Students and Mental Health
Building on initiatives such as The Art of Wellbeing, an event organised by SCUDD for academics in drama at York Saint John University in 2011, SCUDD has set up this project to continue these discussions. We hope that members will benefit from the resources on these pages and will continue to contribute articles, news items and examples of good practice to take this area forward.
Drama academics’ instincts that the number of students who are reporting mental health problems is rising is supported by research that suggests that issues and challenges around mental health are on the increase in higher education generally. A survey of 37 HEIs carried out by The Guardian found that the number of students accessing counselling services in their institutions has risen by 50% between 2010 and 2015. In numerical terms that represents 25 000 students accessing mental health services in the first survey, increasing to 37 000 by 2015.

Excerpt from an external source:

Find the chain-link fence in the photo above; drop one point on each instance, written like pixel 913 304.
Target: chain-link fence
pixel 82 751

We might point to any number of factors to account for this including the pressure on students now paying their own fees. However, one of the main reasons for this rise in numbers is that students are increasingly arriving at university with existing mental health problems. This may be as a result of a growing culture of acceptance of mental health and a reduction in the stigma of revealing that young people can suffer from poor mental health. Figures quoted by The Guardian show an increasing number of young men, for example, presenting with mental health problems and the number of men using the counselling services at the University of Edinburgh, for example, more than doubled in the period between 2010 and 2015.